Kalp (Muhammed’in kalbi,) gördüğünde tanımamazlık etmedi (hemen tanıdı.)
11,12,13,14,15,16,17,18. Kalp gördüğünü yalanlamadı. O'nun gördükleri hakkında onunla tartışıyor musunuz? Andolsun ki Cebrail'i bir başka inişte de görmüştü. Son sınır ağacı, sidretü'l-müntehâ yanında. O ağacın yanında Me'vâ cenneti vardır. Sidre'yi neler kaplamıştı neler!

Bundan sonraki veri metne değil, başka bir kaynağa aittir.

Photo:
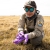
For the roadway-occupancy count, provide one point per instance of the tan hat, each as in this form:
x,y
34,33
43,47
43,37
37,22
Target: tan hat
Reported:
x,y
31,4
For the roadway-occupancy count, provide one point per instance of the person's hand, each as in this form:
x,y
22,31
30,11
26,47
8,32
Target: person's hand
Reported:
x,y
25,39
19,38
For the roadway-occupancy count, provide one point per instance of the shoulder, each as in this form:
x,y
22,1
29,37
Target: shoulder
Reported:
x,y
40,19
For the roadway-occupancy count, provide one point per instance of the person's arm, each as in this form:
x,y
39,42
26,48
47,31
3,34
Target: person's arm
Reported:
x,y
38,28
21,24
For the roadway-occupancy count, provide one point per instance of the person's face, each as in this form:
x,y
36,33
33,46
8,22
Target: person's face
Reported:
x,y
30,11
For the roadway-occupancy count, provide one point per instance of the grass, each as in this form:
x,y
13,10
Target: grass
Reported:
x,y
8,31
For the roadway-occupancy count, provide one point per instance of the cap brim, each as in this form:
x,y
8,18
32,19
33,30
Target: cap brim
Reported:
x,y
28,6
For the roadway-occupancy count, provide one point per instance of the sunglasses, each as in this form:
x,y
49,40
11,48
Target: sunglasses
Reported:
x,y
31,9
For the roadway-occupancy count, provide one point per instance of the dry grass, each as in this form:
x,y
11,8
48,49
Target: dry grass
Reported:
x,y
8,31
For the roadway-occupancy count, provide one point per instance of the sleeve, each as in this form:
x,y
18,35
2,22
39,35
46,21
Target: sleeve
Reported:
x,y
21,23
38,28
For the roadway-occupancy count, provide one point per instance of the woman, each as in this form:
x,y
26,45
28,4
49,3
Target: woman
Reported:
x,y
34,26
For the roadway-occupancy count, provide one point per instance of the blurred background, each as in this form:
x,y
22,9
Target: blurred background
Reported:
x,y
10,12
15,7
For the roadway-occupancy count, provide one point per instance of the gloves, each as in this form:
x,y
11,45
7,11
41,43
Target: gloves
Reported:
x,y
19,38
26,38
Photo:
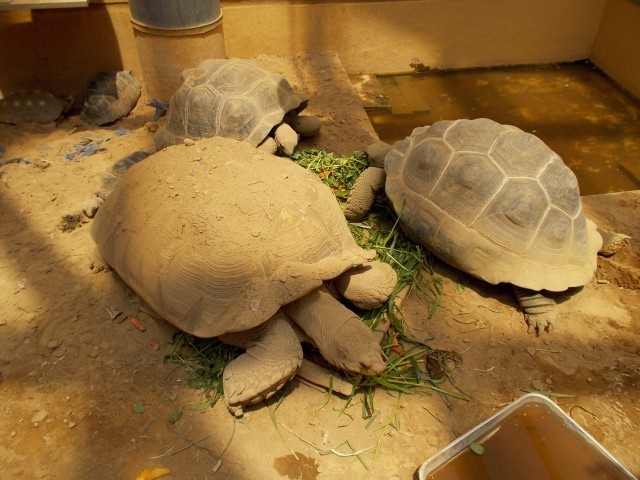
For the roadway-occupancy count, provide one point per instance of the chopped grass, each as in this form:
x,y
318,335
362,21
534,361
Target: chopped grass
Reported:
x,y
405,356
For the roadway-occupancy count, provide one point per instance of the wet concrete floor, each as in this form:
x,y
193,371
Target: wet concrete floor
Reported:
x,y
574,108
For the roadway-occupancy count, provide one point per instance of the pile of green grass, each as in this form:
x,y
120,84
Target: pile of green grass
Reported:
x,y
405,356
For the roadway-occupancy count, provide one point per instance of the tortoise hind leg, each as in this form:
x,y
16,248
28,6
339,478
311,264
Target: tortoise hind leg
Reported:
x,y
539,311
272,357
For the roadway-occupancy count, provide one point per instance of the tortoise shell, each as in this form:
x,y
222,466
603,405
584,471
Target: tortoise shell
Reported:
x,y
229,98
493,201
218,236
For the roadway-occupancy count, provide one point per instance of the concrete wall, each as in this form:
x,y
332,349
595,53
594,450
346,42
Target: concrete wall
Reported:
x,y
59,50
617,47
384,37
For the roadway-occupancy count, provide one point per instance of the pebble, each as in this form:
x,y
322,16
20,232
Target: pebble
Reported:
x,y
39,416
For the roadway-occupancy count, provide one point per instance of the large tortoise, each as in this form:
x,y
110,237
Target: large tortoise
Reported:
x,y
223,240
493,201
235,99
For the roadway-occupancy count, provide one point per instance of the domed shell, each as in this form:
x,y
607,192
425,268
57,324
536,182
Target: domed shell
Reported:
x,y
493,201
229,98
216,237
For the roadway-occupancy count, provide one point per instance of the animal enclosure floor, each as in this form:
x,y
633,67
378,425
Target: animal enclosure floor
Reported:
x,y
87,397
574,108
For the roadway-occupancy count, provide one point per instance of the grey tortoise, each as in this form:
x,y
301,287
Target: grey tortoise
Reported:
x,y
491,200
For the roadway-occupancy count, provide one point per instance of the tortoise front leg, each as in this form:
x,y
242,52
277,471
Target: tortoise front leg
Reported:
x,y
341,337
539,311
272,357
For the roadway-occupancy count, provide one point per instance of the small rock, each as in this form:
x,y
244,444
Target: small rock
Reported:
x,y
22,284
39,416
41,163
269,145
306,125
91,205
286,138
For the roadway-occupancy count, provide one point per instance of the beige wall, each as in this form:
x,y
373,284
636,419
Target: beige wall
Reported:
x,y
617,47
59,50
383,37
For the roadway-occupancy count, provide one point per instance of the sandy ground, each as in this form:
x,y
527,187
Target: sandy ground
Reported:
x,y
70,376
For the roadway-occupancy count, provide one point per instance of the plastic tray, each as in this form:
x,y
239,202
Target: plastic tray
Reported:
x,y
489,427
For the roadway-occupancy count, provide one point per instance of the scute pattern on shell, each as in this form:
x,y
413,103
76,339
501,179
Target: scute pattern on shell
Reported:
x,y
229,98
110,96
218,244
493,201
30,106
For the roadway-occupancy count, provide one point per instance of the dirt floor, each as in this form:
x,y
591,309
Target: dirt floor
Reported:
x,y
86,397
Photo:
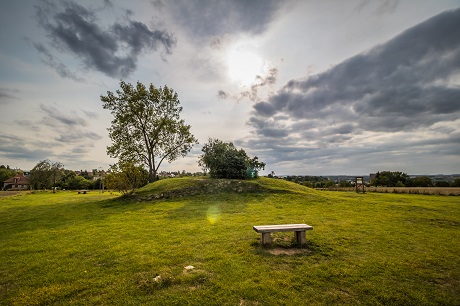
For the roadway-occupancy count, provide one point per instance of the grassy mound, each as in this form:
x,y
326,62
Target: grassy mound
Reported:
x,y
102,249
183,187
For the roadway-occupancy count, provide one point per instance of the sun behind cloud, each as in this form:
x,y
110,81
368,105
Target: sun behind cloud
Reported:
x,y
244,65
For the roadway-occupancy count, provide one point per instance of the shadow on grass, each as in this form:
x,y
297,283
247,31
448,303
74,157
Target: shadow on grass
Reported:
x,y
291,248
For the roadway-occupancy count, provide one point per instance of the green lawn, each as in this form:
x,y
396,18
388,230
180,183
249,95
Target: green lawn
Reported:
x,y
389,249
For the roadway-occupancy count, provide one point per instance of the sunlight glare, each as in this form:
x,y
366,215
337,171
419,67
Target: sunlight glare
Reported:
x,y
244,66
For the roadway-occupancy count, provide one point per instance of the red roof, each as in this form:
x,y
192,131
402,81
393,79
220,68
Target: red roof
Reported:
x,y
18,179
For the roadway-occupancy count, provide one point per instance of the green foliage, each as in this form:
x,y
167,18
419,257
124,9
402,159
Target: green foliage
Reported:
x,y
6,173
147,128
223,160
75,182
456,183
419,181
390,179
46,174
126,177
94,249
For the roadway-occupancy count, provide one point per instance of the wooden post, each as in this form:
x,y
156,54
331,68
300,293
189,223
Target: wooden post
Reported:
x,y
300,237
359,183
266,238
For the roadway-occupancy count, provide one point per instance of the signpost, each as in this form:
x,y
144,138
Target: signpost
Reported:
x,y
359,183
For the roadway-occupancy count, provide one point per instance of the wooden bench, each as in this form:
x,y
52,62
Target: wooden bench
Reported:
x,y
298,229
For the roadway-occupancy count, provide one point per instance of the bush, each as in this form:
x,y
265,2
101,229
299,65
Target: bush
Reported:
x,y
223,160
126,177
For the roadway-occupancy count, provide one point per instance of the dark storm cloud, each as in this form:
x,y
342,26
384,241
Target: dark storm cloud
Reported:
x,y
379,7
407,84
70,128
112,50
406,79
51,61
208,18
16,148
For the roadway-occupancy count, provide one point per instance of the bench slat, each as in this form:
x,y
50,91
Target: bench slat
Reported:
x,y
281,228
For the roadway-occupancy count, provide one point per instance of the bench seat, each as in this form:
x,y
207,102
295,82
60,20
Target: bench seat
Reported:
x,y
298,229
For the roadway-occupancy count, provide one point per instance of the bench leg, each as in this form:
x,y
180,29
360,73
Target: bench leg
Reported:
x,y
266,238
300,237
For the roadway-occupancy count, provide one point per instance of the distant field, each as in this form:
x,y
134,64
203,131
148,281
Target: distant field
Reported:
x,y
409,190
11,193
191,242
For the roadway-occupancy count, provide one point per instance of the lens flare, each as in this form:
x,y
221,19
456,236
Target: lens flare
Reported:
x,y
213,214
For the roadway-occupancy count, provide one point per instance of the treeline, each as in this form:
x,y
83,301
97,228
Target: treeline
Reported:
x,y
401,179
317,181
48,175
382,179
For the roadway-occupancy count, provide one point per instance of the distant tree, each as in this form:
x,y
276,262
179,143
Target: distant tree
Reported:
x,y
223,160
345,184
442,184
390,179
78,182
420,181
6,173
147,128
126,177
46,174
456,183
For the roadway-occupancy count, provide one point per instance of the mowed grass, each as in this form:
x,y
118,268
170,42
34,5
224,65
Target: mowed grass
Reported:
x,y
99,249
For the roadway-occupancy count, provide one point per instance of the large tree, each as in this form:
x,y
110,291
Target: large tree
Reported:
x,y
147,128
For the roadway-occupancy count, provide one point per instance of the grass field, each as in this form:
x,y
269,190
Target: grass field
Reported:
x,y
99,249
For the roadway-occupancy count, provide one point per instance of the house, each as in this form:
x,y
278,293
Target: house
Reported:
x,y
18,182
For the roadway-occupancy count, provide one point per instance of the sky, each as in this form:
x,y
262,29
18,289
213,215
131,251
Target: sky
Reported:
x,y
310,87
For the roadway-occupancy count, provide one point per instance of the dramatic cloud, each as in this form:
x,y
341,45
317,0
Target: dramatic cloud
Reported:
x,y
411,83
252,93
15,147
207,18
69,127
6,96
113,50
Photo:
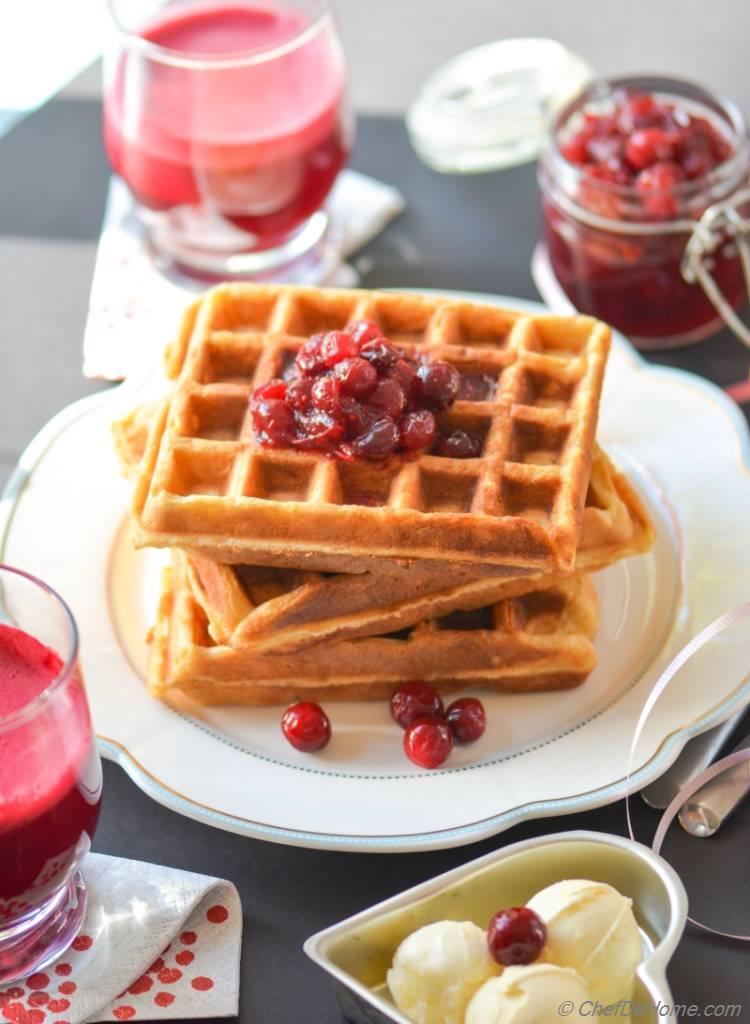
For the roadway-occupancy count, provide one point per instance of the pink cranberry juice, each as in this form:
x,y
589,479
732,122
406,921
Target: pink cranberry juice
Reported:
x,y
261,142
49,776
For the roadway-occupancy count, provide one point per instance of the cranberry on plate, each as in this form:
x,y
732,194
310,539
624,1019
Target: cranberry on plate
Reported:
x,y
353,393
306,726
467,719
414,699
428,740
516,936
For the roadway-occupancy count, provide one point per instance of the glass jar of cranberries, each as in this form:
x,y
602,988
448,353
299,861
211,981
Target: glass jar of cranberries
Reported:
x,y
630,167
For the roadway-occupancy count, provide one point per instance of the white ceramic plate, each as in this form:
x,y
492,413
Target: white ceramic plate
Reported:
x,y
685,448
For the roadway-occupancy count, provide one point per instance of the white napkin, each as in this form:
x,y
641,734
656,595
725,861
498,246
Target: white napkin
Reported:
x,y
133,308
157,943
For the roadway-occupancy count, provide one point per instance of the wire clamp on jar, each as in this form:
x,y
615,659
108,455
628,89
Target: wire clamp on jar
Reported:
x,y
721,223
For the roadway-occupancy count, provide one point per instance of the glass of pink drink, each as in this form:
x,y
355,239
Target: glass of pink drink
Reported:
x,y
230,124
50,776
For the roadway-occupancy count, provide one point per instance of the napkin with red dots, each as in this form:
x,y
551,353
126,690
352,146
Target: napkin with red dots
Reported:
x,y
134,308
157,943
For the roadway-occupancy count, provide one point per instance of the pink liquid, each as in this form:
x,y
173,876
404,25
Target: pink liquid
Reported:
x,y
259,142
49,777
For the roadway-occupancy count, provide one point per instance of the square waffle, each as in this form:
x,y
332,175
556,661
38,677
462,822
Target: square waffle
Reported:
x,y
539,641
277,609
206,485
273,609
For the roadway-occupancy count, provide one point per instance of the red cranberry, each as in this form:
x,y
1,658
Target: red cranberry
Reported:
x,y
306,726
414,699
273,422
379,441
636,112
647,146
325,394
388,397
458,444
405,373
308,357
318,430
608,151
438,385
427,741
417,430
516,936
380,352
363,331
358,377
298,393
275,388
359,418
656,184
467,719
338,345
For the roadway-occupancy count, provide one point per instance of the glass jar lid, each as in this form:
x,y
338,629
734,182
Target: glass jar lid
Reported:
x,y
491,107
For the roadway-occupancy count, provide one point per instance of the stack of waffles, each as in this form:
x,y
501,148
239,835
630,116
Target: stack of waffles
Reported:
x,y
299,576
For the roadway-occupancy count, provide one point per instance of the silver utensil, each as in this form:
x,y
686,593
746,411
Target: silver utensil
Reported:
x,y
714,803
696,755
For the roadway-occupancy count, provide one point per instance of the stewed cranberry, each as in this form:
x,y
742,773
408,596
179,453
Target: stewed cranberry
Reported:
x,y
406,374
325,394
272,417
641,135
427,741
656,184
349,399
359,379
306,726
338,345
358,418
363,331
414,699
380,353
377,442
647,146
438,385
308,358
458,444
318,430
417,430
516,936
467,719
299,393
388,397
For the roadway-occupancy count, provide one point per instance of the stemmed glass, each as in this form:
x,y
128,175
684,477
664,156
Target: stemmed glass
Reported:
x,y
50,776
228,122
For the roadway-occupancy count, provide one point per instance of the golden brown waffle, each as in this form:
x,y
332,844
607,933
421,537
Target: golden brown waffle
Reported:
x,y
277,609
273,609
207,486
540,641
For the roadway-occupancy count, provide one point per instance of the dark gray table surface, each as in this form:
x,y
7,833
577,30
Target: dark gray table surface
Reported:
x,y
472,232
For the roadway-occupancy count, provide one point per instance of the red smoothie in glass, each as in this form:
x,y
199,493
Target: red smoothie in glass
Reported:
x,y
49,782
259,141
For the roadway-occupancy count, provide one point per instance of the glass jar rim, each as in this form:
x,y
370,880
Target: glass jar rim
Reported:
x,y
657,83
207,61
34,707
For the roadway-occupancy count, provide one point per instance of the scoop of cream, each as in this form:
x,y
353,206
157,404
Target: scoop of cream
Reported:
x,y
591,928
530,995
438,969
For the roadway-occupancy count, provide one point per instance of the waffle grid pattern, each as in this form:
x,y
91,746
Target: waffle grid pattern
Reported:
x,y
518,503
540,640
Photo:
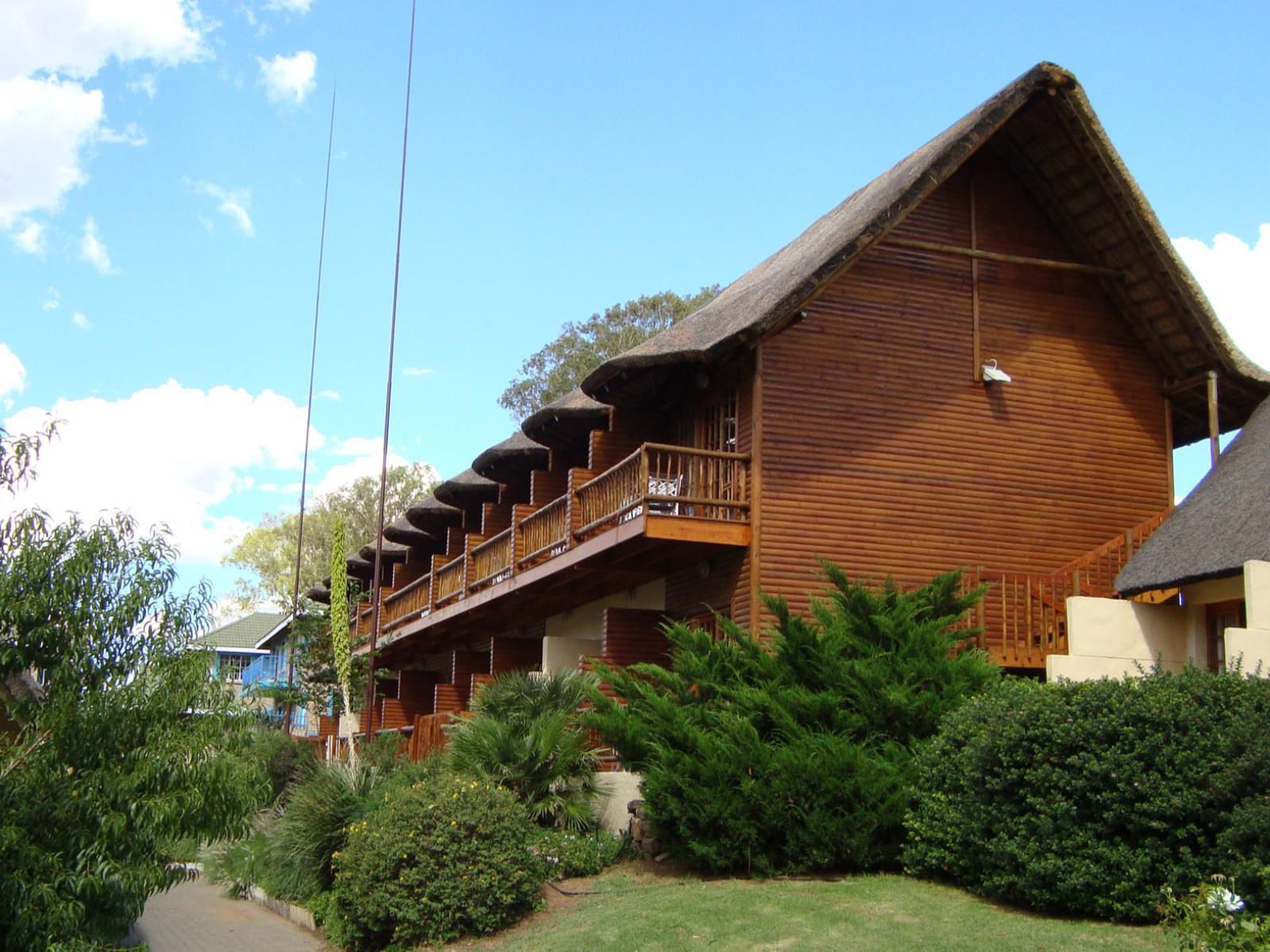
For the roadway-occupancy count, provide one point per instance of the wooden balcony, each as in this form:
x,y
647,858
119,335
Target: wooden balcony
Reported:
x,y
662,493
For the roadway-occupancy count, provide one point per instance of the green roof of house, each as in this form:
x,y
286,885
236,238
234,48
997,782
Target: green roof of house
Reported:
x,y
243,634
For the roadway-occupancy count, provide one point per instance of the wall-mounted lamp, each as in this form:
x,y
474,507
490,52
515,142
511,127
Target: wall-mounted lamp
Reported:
x,y
995,374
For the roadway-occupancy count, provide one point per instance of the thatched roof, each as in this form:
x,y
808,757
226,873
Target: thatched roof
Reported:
x,y
565,422
404,532
1045,129
319,593
511,460
433,516
393,551
467,490
1223,524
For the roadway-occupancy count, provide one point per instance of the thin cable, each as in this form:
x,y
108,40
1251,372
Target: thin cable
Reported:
x,y
387,403
309,410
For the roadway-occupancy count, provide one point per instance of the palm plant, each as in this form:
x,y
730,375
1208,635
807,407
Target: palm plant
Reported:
x,y
525,735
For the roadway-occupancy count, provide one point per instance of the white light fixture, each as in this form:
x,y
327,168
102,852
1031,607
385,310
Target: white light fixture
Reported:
x,y
995,374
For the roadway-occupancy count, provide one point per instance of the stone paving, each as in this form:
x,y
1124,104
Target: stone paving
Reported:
x,y
194,917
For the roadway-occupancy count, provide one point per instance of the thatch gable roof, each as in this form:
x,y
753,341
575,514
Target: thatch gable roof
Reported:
x,y
467,489
404,532
1223,524
433,516
393,551
1047,131
563,423
511,460
319,593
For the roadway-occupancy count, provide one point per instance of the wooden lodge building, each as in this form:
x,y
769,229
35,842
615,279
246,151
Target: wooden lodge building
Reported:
x,y
982,359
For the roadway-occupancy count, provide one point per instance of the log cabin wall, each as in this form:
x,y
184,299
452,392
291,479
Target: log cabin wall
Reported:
x,y
880,452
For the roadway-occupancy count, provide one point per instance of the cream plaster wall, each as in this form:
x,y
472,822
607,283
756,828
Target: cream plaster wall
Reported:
x,y
577,634
620,787
1113,639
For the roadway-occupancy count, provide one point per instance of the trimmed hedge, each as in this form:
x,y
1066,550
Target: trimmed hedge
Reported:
x,y
438,860
1091,797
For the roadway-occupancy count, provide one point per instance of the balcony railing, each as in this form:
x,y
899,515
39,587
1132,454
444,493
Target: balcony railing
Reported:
x,y
657,480
406,602
492,560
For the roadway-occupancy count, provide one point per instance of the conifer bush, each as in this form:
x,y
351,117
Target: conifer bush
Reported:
x,y
794,752
1091,797
442,858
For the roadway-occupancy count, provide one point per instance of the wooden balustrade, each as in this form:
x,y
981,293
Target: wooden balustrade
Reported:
x,y
492,560
448,579
406,603
544,533
657,479
1094,573
613,495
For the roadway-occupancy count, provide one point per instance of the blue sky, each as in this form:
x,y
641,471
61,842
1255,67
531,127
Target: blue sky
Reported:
x,y
160,197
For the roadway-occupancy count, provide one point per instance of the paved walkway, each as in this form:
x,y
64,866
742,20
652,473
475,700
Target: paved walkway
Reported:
x,y
194,917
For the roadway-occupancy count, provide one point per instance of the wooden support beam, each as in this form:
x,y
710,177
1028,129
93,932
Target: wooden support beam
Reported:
x,y
977,363
1214,428
978,254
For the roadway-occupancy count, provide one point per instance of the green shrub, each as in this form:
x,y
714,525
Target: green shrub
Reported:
x,y
1212,918
440,860
525,735
795,753
1091,797
283,758
565,854
314,825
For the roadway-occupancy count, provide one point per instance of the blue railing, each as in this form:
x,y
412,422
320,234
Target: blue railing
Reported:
x,y
266,670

Ne gözü kaydı ne de belirlenen sınırı aştı. Andolsun ki Rabbinin en büyük âyetlerinden bir kısmını gördü.
Gördüğünü gönlü yalanlamadı
(Peygamberin gözlerinin) gördüğünü, kalbi yalanlamadı.
Muhammed’in kalbi, gördiği hakkında yalan söylemez.
Gözünün gördüğünü gönlü yalanlamadı.
Kalp, (gözün) gördüğünü yalanlamadı.
Gözün gördüğünü kalp yalanlamadı.
10, 11. Bunun üzerine Allah, kuluna vahyini bildirdi. (Gözleriyle) gördüğünü kalbi yalanlamadı.
Gördüğünü gönlü yalanlamadı.
Onun gördüğünü kalb(i) yalanlamadı.
Gözün gördüğünü kalb tekzib etmedi
(Peygamber’in gözlerinin) gördüğünü, kalbi yalanlamadı. (Resûlümüz Muhammed’in, Cebrâîl’i aslî sûretiyle görmesi hakikatti, bir hayalden ibaret değildi.)
Gönlü, gördüğünü yalanlamadı.
Onun gördüğünü kalb (i) yalana çıkarmadı.
Gönül gördüğünü yalanlamadı.
(Gözleriyle) gördüğünü, kalb(i) yalanlamadı.
Onun (vahiy alan kulun kendi gözleriyle) gördüğünü (akıl yürütme ve karar alma merkezi olan) fuad (beynin ön lobu) yalanlamadı (yanılmadı, gerçeği gördü). *
(Allah’ın elçisi) Gözüyle gördüğünü kalbi yalanlamadı.
Gözleriyle gördüklerini gönlü de doğruladı.
Peygamberin gördüğünü kalbi yalan çıkarmadı [⁹].
Gözünün gördüğünü gönlü yalanlamadı.
Onun gördüğünü kalbi yalanlamadı.
Muhammed’in gözünün gördüğü hiçbir şeyi, kalbi yalanlamadı. Açık ve net olarak gördüğü bu görkemli varlığın, Allah’tan vahiy getiren Cebrail olduğu konusunda en ufak bir şüpheye kapılmadı.
Gördüğünü Gönül yalanlamadı.
Kalbine yüklenen bilgi, gördüklerini doğruladı.
Arkadaşınız olayın gerçeğini olduğu gibi yaşadı. Gördüğünü aklı, mantığı, muhakemesi, kalbi yalanlamadı.
(Gözünün) gördüğünü kalbi yalanlamamıştı.
10,11. O anda (Cebrail, Allah’ın) kuluna gönderdiği her vahyi vahyetti. Gözünün gördüğünü de gönlü yalanlamadı.
[Kulunun] kalbi gördüğünü yalanlamadı: ⁷
Gözün gördüğünü kalp yalanlamadı. 81/19...28
Gördüğünü gönül yalanlamadı:[⁴⁷⁷⁶]
(Muhammed'in) Gördüğünü kalbi yalanlamadı. (Onun için Cebrail’i hangi surette olursa olsun, her geldiğinde tanıdı.)
Gördüğü şeyi kalbi tekzîp etmedi.
Gözlerinin gördüğünü kalbi yalan saymadı.
Gönül gördüğünde yanılmadı (yalan söylemedi, gerçeği gördü).
Muhammed göziyle gördiğini kalbiyle tekzîb itmedi.
(Muhammed’in) Gördüğünü gönlü yalanlamadı.
Gördüğünü gönül yalanlamadı.
Gözün gördüğünü kalp yalanlamadı.
Kalp yalanlamadı gördüğünü.
Payg‘ambar ko‘ngli ko‘rgan narsasini yolg‘onga chiqarmadi.
yalan dutmadı göñli ol nesenede gördi.
Yürek yalanlamadı gözi gördügi nesneyi.
Qəlb (Peyğəmbərin qəlbi) gördüyünü yalan saymadı. (Muhəmməd əleyhissəlam gözü ilə gördüyünün Cəbrail olduğuna qəlbdən inandı).
The heart lied not (in seeing) what it saw.
The (Prophet´s) (mind and) heart in no way falsified(5091) that which he saw.